Y protector, tierno, conmovido por el miedo que hacía temblar aún aquel frágil cuerpo de mujer, se inclinó y besó sus cabellos, su frente, su mejilla…

Ella alzó la cabeza, estremecida. La miró de muy cerca. Y puso los labios entreabiertos ante él.

—Vera… —susurró Ken, inclinándose a besar aquella boca.

—Ken… —gimió la joven, entornando los ojos.

Se besaron cálida, intensamente. El frío de la noche dejó de recorrer sus venas. La sangre hirvió en ellas pese al clima ambiente. Después, Ken Wilcox, armado de más valor aún, tiró de ella con energía regresando a la casa.

Contra lo que temían, la puerta trasera estaba sólo entornada, y no necesitaban dar la vuelta al edificio para penetrar en él. Pasaron al interior. Fueron con rapidez a la biblioteca y al comedor. No vieron a los niños por parte alguna. Luego se dirigieron a la cocina. Se quedaron atónitos.

Los once niños calentaban sus ateridas manos ante las llamas del hogar. La señora Oates cocinaba apaciblemente, no lejos de ellos, bien ajena a todo. Norman estaba entre los pequeños, como si nada hubiera sucedido. Ken dio unos pasos hacia ellos.

—Norman —llamó, seco.

El pequeño giró la cabeza. Incluso sonrió, apacible.

—¿Qué, señor? —preguntó.

—Norman, ¿qué sucedió en la capilla? —preguntó el escritor, haciendo que la señora Oates se volviera, para mirarle sorprendida.

—¿En la capilla? No sé —el niño se encogió de hombros—. Yo no he estado en la capilla.

—Mientes. Estuviste allí ahora mismo. Con todos los demás.

—Pues no me acuerdo, señor. Estuvimos jugando por ahí, no en la capilla.

—Sabes que estás mintiendo. Os vi allí. Tú volviste. Y yo te hice salir de ella, bien lo sabes. Dime, ¿qué hicisteis con el perro?

—¿Perro? ¿Qué perro, señor? —los azules ojos infantiles reflejaron absoluta perplejidad.

—Mira tus ropas. Tu rostro. Hay sangre en todo ello. Incluso en tus labios y en los de tus amigos…

—Nos debimos caer. Sí, nos caímos varias veces —sonrió—. Sangré por la nariz, ahora me acuerdo. Sí, fue eso, señor…

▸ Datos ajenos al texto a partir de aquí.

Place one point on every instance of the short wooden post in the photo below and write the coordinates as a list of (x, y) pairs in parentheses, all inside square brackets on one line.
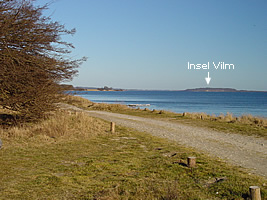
[(112, 127), (191, 162), (255, 193)]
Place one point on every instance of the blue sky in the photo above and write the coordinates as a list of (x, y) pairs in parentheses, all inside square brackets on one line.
[(146, 44)]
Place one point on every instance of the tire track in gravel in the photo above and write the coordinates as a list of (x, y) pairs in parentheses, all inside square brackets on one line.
[(246, 151)]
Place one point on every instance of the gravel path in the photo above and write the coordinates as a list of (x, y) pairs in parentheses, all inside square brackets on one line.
[(245, 151)]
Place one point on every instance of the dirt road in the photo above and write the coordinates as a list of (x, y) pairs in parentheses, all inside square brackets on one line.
[(245, 151)]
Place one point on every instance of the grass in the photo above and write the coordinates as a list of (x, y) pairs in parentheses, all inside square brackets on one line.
[(73, 156), (247, 124)]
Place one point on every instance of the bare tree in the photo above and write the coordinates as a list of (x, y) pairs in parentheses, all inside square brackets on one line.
[(33, 58)]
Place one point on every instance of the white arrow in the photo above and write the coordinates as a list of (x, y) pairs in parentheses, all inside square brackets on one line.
[(208, 79)]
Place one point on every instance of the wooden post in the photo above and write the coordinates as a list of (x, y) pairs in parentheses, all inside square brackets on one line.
[(255, 193), (112, 127), (191, 162)]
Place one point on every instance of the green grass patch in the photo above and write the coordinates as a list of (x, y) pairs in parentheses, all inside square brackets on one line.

Le miraba largamente, con aire ingenuo, dulce. Parecía imposible que pudiera mentir tan cínicamente un niño de tan angelical aspecto. Ken resopló:

—Muy bien. Veamos esto, —avanzó a largas zancadas, tomó dos leños de los que la señora Oates utilizaba para la chimenea, y los cruzó, plantándolos ante el rostro de Norman. Su sombra en cruz se proyectó sobre las mejillas sonrosadas y el rubio cabello.

El niño ni se inmutó. Sonrió, mirando la improvisada cruz.

—¿Sí, señor? —preguntó, sin entender en apariencia.

Ken lanzó una imprecación. Se volvió, cambiando una mirada perpleja con Vera. Entonces vio a alguien en pie en el corredor, ante la puerta de la cocina, mirando la escena en silencio.

Aún tenía en sus manos Ken Wilcox la improvisada cruz hecha con los dos leños. Doris Beswick era la persona erguida en el pasillo, mirando fijamente a los niños.

En ese momento, al ver la cruz de madera ante sí un alarido horrible escapó de su garganta, su rostro bronceado y sensual se convulsionó en una mueca de pavor, y retrocedió con los negros ojos desorbitados, cubriendo su faz con ambas manos extendidas.

Luego, echó a correr, pasillo adelante, perdiéndose en las penumbras de la casa.

—¡Doris Beswick! —rugió Ken Wilcox—. ¡Ella también está endemoniada!

Y se lanzó a la carrera en pos de la misteriosa compañera de sir Clifford.